As ideias que constituem a visão de mundo e os valores do socialis­mo ainda são as ideias que corres­pondem aos interesses da classe do­minante, que agora é o proletariado. Como IDEOLOGIA DOMINANTE, ela se origina de um grupo par­ticular, embora majoritário, que procura universalizar estas ideias pelo conjunto da sociedade. Mas esta ideologia, enquanto dominan­te, corresponde apenas a uma fase TRANSITÓRIA, enquanto subsistem as classes so­ciais. Assim como o Estado proletá­rio é transitório, também é transi­tória a ideologia socialista, que de­saparece, enquanto ideologia domi­nante, ao se atingir uma sociedade pós-socialista.
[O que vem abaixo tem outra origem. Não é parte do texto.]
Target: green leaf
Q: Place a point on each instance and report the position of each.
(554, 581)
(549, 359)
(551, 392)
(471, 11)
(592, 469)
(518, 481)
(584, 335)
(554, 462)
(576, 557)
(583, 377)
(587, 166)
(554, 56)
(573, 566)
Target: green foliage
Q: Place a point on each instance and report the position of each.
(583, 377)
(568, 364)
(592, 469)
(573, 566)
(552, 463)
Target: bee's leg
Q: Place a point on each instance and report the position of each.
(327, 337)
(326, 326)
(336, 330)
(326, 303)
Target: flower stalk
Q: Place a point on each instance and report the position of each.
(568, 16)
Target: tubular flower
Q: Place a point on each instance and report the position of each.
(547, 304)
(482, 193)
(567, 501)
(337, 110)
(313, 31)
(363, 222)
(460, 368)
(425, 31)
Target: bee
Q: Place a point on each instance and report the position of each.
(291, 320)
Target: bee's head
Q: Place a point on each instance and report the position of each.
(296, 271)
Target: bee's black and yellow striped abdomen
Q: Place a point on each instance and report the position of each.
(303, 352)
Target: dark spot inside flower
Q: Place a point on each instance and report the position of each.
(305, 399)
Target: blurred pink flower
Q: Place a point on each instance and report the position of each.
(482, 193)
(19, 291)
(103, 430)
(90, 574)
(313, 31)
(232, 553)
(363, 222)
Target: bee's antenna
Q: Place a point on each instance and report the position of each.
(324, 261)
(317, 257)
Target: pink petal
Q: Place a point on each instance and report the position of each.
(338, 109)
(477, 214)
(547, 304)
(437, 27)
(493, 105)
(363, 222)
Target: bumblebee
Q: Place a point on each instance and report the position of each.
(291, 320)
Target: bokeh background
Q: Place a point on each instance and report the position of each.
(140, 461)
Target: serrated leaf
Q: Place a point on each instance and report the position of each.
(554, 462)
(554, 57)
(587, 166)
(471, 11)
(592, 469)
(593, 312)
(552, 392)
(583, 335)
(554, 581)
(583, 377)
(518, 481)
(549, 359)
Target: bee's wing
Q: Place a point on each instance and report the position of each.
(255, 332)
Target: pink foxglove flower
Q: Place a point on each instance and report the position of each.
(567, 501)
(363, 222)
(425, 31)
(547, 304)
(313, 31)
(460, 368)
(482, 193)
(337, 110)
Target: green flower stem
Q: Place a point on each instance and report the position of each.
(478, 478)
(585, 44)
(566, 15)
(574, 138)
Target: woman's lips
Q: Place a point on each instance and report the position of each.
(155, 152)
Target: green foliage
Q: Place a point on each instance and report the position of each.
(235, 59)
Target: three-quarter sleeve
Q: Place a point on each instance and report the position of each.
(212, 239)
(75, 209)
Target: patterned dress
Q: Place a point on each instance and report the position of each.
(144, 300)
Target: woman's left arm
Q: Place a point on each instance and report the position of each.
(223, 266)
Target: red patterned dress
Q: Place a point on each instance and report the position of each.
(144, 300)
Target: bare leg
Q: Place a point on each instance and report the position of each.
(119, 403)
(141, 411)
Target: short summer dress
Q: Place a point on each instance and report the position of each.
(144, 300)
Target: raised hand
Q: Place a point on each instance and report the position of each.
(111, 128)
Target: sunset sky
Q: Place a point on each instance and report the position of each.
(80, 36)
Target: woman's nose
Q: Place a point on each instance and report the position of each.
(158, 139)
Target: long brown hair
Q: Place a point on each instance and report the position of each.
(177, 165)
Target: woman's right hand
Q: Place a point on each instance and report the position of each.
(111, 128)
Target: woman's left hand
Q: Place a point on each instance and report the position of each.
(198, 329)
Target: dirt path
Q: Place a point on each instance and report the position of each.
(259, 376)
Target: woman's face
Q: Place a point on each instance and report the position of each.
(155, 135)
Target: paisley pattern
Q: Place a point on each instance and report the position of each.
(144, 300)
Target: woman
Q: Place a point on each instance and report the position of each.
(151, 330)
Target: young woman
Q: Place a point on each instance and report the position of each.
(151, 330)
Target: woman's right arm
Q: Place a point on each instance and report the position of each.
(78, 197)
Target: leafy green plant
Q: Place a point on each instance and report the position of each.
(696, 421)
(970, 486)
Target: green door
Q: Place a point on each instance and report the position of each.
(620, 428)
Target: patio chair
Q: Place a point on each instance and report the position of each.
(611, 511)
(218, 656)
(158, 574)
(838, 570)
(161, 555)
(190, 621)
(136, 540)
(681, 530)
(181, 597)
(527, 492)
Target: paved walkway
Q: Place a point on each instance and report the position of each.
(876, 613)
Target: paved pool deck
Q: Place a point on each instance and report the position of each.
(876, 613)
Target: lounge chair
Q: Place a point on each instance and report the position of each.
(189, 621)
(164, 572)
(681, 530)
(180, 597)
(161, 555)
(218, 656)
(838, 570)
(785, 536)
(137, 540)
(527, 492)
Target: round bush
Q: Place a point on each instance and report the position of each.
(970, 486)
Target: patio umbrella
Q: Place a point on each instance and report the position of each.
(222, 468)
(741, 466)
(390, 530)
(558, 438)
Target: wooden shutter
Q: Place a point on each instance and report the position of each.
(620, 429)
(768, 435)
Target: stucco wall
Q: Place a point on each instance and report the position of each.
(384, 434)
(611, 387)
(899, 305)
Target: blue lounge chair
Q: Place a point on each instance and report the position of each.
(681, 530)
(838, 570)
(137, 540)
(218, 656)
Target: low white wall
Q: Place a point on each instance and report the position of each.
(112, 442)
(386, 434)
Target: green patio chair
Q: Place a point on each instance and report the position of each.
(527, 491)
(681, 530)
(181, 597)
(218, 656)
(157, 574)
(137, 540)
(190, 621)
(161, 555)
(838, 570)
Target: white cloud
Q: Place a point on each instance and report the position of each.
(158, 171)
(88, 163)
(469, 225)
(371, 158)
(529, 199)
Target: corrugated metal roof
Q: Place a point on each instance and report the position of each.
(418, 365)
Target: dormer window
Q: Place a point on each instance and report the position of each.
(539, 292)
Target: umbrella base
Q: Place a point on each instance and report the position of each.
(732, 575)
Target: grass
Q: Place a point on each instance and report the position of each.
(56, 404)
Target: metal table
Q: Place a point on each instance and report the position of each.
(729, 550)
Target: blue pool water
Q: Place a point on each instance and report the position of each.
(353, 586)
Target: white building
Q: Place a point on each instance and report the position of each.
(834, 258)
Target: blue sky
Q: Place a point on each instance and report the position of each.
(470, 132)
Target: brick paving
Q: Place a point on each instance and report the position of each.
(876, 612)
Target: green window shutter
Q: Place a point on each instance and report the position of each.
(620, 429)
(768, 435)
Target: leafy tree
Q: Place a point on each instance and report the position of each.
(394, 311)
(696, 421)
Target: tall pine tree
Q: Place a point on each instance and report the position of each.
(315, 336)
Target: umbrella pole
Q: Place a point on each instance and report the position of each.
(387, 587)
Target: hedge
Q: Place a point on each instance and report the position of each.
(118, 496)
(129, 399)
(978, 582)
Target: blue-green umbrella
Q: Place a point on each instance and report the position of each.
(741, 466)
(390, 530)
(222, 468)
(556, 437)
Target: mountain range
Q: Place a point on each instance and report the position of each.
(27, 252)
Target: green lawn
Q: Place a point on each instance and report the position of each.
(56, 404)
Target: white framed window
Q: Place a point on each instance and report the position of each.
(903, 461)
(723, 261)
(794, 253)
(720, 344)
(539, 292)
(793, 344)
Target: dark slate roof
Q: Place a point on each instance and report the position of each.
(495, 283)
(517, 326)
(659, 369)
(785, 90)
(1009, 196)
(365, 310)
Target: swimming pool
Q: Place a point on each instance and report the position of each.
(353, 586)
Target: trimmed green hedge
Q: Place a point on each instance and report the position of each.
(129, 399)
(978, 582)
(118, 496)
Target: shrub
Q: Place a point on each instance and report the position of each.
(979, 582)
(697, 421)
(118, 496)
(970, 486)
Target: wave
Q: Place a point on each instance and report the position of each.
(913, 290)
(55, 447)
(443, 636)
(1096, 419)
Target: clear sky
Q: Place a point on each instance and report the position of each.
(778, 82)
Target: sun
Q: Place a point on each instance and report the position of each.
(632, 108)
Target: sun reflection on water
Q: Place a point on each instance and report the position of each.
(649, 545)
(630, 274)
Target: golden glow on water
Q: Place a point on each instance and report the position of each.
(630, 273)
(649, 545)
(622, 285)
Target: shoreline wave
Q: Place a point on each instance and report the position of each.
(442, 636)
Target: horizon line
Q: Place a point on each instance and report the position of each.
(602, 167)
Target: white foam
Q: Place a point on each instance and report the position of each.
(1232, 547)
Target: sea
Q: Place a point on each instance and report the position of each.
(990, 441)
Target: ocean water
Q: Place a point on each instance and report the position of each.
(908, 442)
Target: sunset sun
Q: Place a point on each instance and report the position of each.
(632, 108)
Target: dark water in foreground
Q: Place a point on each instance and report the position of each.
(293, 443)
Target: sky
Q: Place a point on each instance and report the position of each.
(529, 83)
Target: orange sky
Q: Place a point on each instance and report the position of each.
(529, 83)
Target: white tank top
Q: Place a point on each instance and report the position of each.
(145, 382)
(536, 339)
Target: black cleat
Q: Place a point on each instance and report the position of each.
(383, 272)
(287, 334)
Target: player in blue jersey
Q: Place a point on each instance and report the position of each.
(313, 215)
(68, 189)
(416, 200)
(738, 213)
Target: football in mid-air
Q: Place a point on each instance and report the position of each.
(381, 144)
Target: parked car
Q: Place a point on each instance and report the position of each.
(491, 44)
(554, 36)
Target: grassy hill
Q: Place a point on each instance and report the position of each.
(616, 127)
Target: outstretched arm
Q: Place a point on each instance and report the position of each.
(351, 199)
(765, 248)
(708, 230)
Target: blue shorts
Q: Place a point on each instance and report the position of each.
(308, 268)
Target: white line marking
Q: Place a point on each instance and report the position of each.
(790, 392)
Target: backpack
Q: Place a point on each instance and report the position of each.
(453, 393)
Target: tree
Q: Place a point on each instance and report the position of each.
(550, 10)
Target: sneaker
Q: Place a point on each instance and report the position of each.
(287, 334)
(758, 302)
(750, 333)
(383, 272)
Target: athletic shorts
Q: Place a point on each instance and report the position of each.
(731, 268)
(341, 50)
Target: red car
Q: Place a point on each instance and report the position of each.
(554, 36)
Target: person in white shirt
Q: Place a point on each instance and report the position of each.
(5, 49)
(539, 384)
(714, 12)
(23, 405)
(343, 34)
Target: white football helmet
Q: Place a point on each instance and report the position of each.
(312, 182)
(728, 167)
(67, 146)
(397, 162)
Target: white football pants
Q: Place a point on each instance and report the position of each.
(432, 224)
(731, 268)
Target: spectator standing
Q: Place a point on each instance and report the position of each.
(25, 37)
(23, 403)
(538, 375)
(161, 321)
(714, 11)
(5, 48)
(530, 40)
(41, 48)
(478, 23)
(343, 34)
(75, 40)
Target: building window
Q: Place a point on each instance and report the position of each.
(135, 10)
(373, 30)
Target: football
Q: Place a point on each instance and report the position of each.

Para a divulgação dos novos va­lores da sociedade socialista usam­-se inúmeros instrumentos: a escola, os meios de comunicação de massa, a propaganda, a arte, o esporte etc.
Mas a consciência socialista, além de se formar com novos valores, necessita também superar a frag­mentação que herdou da antiga so­ciedade burguesa, buscando uma VISÃO DE TOTALIDADE.
Visão de totalidade no processo econômico de produção e distribui­ção, superando o fetichismo das mercadorias (especialmente do di­nheiro), e outras alienações. Visão de totalidade pelo entendimento da articulação entre o presente e o pas­sado; entre a economia, a política e a ideologia; entre o nacional e o internacional; entre o manual e o intelectual; entre o campo e a ci­dade etc.
A organização socialista da so­ciedade abre um grande espaço para as MANIFESTAÇÕES CULTURAIS.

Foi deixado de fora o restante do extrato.